Discipleship is a life of commitment to Christ, his word, and his church. Being a follower of Christ requires paying the cost of hating oneself and all that we love for the sake of Jesus. But many church leaders or ministers fear to emphasize this higher calling of Christianity in their churches. They think people will run away from church when Christian standards of holiness, devotion and obedience become requirements for Christian living.

This reminds me of one of my church members – a 56 years old lay who approached me after a I preached a sermon on requirements for effective Christian living based on Colossians 3: 1-10. She told me “Pastor if you want our church to have more members, please change your preaching otherwise people will run away.” I told her “It is better for me to have 50 members who live according to God’s standards than gathering 500 members who live as they want but, in the church,”.  We should not compromise the Christian message for the sake of drawing crowds into the church. As we serve the Lord in the church, we should always remember that we will be accountable to the one who called us into ministry.  Paul says in 2Cor 5: 10 “For we must all appear before the judgement seat of Christ, in order that each one may receive back the things through the body according to what he has done, whether good or bad”.

  1. Not having a clear vision for discipleship in the church

The church is not about activities or programmes but vision. And the vision of any church must evolve around discipleship. When people join our churches, they must be told the vision, the road map that will take them from where they are to where God wants them to be. The church must have a vision for people that will help them become disciples of Christ. It is sad to note that most churches simply gather like any organization and do their routine work, but people are not taken anywhere. Many are the churches today that have a variety of reasons for their being “setting captives free, becoming a prophetic voice to the nation, being the light in the dark world and many similar slogans”. But the question is “where do you want to take the people who are joining your church? If you don’t know where you are taking people please close your church and join others.

  1. Being a Christian without having a personal discipling experience

From my own experience on the ground as a pastor I would say that about 80% of church members in Africa have never had a discipling experience in their Christian journey. Unfortunately, some of them have even become church leaders when none ever nurtured them in the Lord. How can you disciple others if you have never been discipled yourself?

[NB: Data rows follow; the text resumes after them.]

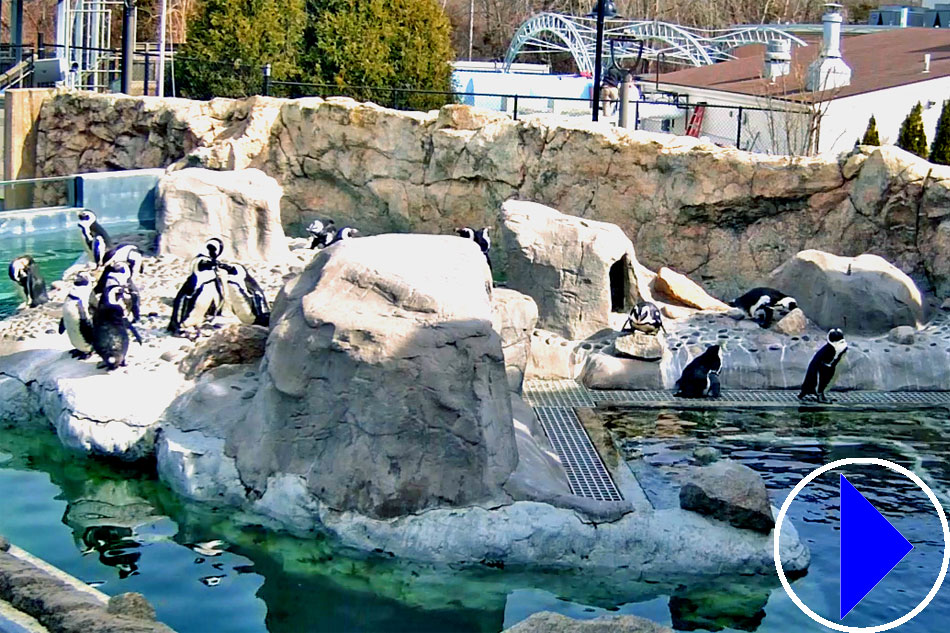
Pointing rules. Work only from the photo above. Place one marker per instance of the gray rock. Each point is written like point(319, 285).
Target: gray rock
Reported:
point(903, 335)
point(131, 604)
point(641, 346)
point(795, 323)
point(864, 294)
point(731, 492)
point(549, 622)
point(241, 207)
point(564, 263)
point(385, 371)
point(237, 344)
point(514, 316)
point(705, 455)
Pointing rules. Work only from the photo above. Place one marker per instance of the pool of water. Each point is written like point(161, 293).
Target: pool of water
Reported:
point(54, 252)
point(212, 569)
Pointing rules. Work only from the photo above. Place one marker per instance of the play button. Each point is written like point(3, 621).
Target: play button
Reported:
point(870, 547)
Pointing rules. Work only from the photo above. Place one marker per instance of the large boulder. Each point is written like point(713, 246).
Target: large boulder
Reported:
point(731, 492)
point(578, 271)
point(862, 295)
point(514, 317)
point(383, 385)
point(241, 207)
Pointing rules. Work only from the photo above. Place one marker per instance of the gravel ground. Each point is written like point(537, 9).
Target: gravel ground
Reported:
point(158, 285)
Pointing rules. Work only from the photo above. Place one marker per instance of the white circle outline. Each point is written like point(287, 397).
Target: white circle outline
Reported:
point(801, 486)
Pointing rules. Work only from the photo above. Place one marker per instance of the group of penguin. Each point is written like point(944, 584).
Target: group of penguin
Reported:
point(99, 317)
point(700, 377)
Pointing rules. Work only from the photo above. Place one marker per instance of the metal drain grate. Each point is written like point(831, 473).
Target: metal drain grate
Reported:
point(586, 473)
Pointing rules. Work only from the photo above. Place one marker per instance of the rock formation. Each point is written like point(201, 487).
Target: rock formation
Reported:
point(241, 207)
point(383, 384)
point(578, 271)
point(864, 294)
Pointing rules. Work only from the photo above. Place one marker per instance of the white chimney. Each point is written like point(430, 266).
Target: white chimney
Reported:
point(829, 71)
point(778, 59)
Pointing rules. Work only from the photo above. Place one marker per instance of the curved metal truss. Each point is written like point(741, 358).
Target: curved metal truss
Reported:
point(557, 32)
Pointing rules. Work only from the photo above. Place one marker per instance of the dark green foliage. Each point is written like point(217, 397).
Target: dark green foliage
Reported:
point(940, 150)
point(380, 44)
point(229, 42)
point(912, 137)
point(871, 136)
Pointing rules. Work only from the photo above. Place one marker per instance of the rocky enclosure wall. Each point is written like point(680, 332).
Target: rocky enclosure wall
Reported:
point(723, 216)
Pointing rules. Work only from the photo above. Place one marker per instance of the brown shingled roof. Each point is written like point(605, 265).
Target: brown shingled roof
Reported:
point(877, 61)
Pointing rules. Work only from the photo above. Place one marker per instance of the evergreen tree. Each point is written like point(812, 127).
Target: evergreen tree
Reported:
point(380, 44)
point(912, 137)
point(871, 136)
point(230, 41)
point(940, 150)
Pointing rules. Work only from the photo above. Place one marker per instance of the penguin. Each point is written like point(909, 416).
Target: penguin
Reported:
point(110, 330)
point(700, 378)
point(321, 233)
point(199, 297)
point(644, 317)
point(244, 296)
point(25, 273)
point(821, 369)
point(480, 237)
point(103, 256)
point(345, 233)
point(76, 321)
point(118, 274)
point(90, 228)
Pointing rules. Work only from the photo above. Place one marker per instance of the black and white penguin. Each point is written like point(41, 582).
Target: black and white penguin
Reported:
point(480, 237)
point(199, 297)
point(110, 329)
point(321, 232)
point(347, 232)
point(76, 321)
point(25, 273)
point(244, 295)
point(90, 228)
point(118, 273)
point(821, 369)
point(644, 317)
point(700, 378)
point(103, 256)
point(760, 304)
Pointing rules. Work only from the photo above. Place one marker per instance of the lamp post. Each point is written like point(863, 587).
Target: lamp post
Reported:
point(605, 9)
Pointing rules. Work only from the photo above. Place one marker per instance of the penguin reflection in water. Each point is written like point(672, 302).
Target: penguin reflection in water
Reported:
point(821, 369)
point(700, 378)
point(110, 329)
point(26, 274)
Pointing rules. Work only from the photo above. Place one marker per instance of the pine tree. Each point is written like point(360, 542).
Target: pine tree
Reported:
point(912, 136)
point(940, 150)
point(871, 136)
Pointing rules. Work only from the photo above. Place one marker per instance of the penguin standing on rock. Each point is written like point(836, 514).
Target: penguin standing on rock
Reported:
point(700, 378)
point(25, 273)
point(199, 297)
point(821, 369)
point(244, 296)
point(90, 228)
point(110, 329)
point(76, 321)
point(644, 317)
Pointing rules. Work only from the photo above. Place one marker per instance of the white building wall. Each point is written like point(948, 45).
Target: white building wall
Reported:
point(845, 119)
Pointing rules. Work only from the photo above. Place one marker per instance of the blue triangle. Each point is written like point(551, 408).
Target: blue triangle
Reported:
point(870, 547)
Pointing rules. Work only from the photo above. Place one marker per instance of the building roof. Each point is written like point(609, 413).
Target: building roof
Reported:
point(878, 61)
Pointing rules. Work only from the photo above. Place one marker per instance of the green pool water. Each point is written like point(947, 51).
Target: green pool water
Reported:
point(120, 529)
point(54, 252)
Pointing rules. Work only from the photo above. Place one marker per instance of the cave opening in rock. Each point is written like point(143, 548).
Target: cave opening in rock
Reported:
point(619, 285)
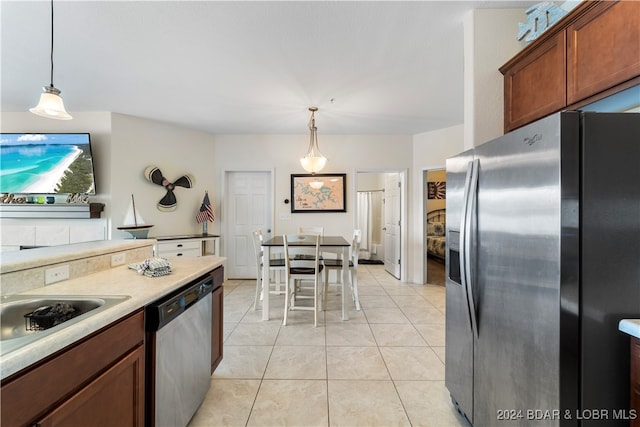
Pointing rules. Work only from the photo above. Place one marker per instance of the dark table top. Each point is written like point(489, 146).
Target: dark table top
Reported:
point(324, 241)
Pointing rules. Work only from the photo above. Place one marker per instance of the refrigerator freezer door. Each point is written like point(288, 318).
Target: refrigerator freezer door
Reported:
point(517, 282)
point(459, 336)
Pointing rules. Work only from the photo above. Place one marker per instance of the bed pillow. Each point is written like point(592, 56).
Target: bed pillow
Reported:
point(435, 229)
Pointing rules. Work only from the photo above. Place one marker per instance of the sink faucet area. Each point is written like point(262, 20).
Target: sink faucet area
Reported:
point(27, 318)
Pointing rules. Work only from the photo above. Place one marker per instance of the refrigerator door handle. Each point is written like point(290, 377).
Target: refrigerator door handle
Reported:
point(469, 202)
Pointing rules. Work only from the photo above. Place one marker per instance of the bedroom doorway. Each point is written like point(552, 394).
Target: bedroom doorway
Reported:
point(380, 215)
point(435, 184)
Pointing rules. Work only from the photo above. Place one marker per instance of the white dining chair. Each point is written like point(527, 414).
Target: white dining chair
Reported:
point(277, 265)
point(306, 268)
point(336, 264)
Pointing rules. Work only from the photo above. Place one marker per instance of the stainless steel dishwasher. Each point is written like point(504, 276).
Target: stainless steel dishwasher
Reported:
point(178, 354)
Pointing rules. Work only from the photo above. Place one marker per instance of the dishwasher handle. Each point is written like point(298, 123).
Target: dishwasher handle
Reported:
point(163, 311)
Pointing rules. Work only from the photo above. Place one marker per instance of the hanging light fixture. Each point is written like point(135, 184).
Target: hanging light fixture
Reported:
point(51, 104)
point(313, 161)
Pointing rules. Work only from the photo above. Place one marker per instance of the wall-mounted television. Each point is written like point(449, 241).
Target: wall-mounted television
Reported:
point(46, 163)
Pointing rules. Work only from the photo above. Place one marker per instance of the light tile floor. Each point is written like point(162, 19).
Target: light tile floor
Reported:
point(383, 367)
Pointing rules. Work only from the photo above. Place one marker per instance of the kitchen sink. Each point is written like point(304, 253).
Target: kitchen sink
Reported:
point(27, 318)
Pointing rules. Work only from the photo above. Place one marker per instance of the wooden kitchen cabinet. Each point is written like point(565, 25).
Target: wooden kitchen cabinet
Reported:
point(635, 380)
point(118, 387)
point(603, 48)
point(217, 317)
point(590, 53)
point(535, 85)
point(94, 381)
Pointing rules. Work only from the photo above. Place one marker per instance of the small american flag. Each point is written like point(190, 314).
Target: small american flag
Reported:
point(206, 210)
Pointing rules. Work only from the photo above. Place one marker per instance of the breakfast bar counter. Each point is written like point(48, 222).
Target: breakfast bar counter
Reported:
point(117, 281)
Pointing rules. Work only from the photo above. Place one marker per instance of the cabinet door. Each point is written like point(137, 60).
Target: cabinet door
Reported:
point(115, 398)
point(603, 49)
point(535, 84)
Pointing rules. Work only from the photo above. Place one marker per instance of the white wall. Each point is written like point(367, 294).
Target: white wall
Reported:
point(489, 42)
point(124, 146)
point(138, 143)
point(282, 153)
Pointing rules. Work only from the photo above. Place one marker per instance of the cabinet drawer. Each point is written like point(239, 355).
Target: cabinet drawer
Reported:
point(183, 252)
point(179, 245)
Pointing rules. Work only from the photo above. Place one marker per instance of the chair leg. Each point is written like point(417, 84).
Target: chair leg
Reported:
point(286, 301)
point(258, 291)
point(315, 303)
point(354, 288)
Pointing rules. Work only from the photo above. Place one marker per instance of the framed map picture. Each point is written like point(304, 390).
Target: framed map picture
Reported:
point(319, 193)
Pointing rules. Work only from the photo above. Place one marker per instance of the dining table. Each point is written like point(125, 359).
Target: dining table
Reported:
point(328, 244)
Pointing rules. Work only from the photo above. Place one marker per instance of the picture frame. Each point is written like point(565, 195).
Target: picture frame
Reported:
point(318, 192)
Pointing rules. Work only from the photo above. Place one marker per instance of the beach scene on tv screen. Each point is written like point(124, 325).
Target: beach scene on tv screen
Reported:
point(46, 163)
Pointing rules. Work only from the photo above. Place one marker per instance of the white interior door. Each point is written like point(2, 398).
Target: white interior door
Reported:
point(392, 223)
point(249, 197)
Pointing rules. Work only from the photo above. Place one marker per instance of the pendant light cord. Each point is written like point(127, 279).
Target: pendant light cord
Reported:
point(51, 43)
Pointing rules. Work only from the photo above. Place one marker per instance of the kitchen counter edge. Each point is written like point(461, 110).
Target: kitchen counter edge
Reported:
point(116, 281)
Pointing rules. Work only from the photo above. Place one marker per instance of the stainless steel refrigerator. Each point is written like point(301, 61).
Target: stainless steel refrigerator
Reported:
point(543, 235)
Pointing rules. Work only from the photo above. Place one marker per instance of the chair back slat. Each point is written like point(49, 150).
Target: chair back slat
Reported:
point(311, 260)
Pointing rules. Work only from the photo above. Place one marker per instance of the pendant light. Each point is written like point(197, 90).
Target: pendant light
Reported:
point(313, 161)
point(51, 104)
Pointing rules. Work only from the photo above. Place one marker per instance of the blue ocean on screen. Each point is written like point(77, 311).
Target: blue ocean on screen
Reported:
point(37, 162)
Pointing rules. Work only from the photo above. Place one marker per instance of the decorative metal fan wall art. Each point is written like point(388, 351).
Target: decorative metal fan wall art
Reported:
point(169, 202)
point(436, 190)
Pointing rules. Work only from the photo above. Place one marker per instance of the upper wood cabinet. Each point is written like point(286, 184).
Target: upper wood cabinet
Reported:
point(594, 48)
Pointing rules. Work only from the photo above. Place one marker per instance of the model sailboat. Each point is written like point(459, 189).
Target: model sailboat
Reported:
point(133, 222)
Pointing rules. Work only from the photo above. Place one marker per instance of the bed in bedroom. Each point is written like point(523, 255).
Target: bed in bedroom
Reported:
point(436, 240)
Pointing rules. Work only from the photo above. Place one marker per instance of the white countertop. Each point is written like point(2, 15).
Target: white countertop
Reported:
point(116, 281)
point(38, 257)
point(630, 326)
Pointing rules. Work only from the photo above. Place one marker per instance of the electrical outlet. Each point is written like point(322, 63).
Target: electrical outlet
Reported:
point(117, 259)
point(56, 274)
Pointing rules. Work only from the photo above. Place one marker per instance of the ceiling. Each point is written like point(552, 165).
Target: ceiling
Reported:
point(240, 67)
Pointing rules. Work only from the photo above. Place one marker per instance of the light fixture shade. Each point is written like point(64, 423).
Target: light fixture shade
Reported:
point(313, 164)
point(313, 161)
point(51, 105)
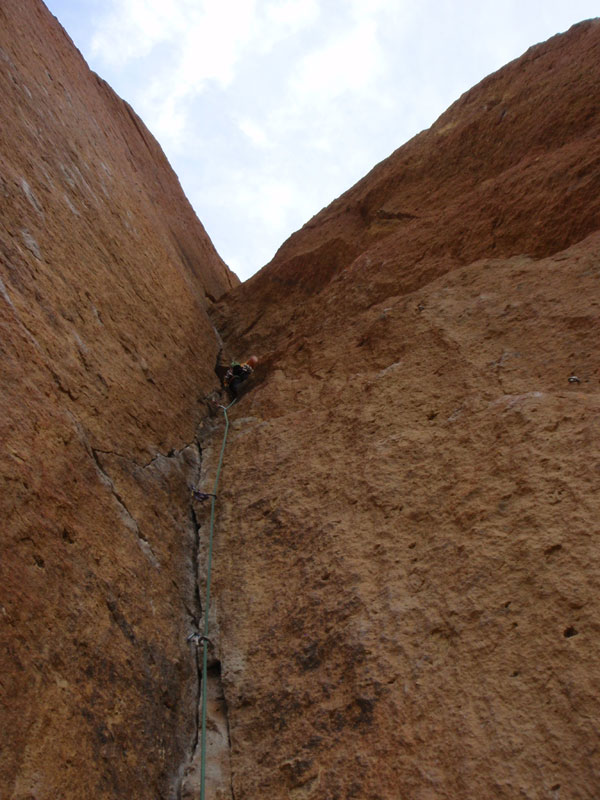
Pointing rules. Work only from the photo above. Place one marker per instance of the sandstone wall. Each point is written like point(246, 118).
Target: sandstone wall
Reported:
point(407, 582)
point(106, 353)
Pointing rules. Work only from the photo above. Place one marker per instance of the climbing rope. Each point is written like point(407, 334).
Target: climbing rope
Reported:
point(204, 638)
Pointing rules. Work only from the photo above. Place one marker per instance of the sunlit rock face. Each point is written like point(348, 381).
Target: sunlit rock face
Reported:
point(408, 586)
point(406, 582)
point(105, 351)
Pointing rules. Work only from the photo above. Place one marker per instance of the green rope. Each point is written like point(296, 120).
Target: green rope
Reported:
point(207, 605)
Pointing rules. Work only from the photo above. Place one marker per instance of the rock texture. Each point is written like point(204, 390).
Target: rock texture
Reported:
point(407, 584)
point(106, 350)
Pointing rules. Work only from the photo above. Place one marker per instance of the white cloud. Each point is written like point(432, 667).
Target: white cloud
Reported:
point(347, 63)
point(268, 109)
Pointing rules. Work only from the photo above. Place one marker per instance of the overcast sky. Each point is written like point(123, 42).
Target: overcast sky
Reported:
point(270, 109)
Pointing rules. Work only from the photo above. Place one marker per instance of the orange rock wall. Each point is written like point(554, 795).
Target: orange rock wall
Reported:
point(407, 582)
point(106, 351)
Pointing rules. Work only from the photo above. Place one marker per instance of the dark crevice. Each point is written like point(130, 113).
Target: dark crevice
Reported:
point(228, 727)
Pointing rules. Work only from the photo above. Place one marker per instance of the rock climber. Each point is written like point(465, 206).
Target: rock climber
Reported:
point(237, 374)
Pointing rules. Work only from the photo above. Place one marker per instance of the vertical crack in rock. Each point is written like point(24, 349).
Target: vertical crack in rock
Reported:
point(126, 515)
point(218, 777)
point(218, 780)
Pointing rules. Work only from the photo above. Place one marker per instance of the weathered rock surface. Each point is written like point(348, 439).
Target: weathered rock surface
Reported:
point(106, 350)
point(407, 587)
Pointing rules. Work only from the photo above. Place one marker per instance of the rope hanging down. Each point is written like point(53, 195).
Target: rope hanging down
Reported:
point(204, 637)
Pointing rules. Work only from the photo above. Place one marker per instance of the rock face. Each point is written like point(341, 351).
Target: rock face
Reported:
point(406, 580)
point(406, 588)
point(106, 350)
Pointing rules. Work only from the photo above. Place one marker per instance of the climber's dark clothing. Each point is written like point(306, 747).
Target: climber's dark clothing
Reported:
point(235, 377)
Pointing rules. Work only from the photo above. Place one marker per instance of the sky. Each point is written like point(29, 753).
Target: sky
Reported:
point(269, 109)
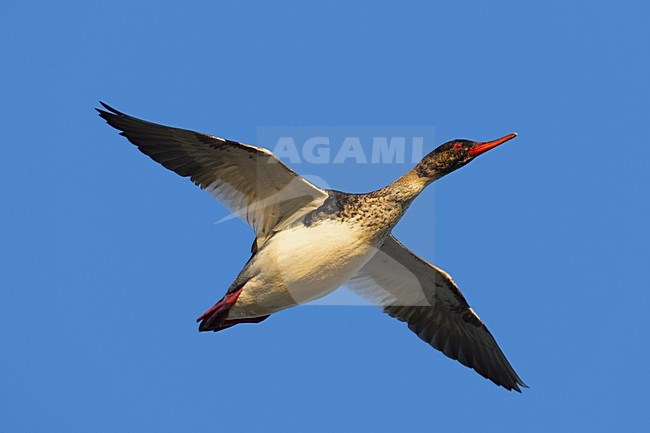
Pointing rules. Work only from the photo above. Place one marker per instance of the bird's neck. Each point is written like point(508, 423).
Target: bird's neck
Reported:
point(406, 188)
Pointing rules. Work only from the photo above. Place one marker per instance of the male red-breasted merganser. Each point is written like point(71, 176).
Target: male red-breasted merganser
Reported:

I agree with Ogden (2003) when he insists that we can only grow people into self-initiating, reproducing, fully devoted followers of Jesus Christ by involving them in highly accountable, relational, mutual multiplying discipleship units of three or four people. This relationship process should aim at bringing believers to spiritual maturity in Christ. So, the emphasis here is about each Christian to evaluate themselves regarding discipleship. How did you become a Christian? Who nurtured you when you started this Christian journey? What did you learn from him/her that equipped you for discipleship today?


This short reflection aimed at reminding the church and Christians at large about the need for discipleship. The church needs a paradigm shift in the way it understands and practices discipleship otherwise future generations of Christians in Africa will not have the needed Christian ethical values that can attract others to Christ and impact the world. From the six setbacks above it is evident that both the church ministers and church members have roles to play for discipleship to become a culture of the church in our time.


Short Bio:

Jesse earned his D. Th in Missiology from UNISA and has been in full-time ministry for more than 20 years. Jesse is passionate about Pentecostal missions and ministry and has published three books. Jesse is the SATS BTh Honours coordinator, MTh & PhD supervisor, Lecturer, and Senior pastor Liberating Truth Mission church international, Lubumbashi, DRC.


Work cited

Ogden G 2003. Transforming discipleship: making disciples a few at a time. IVP books, an imprint of intervarsity press: Downers grove, Illinois.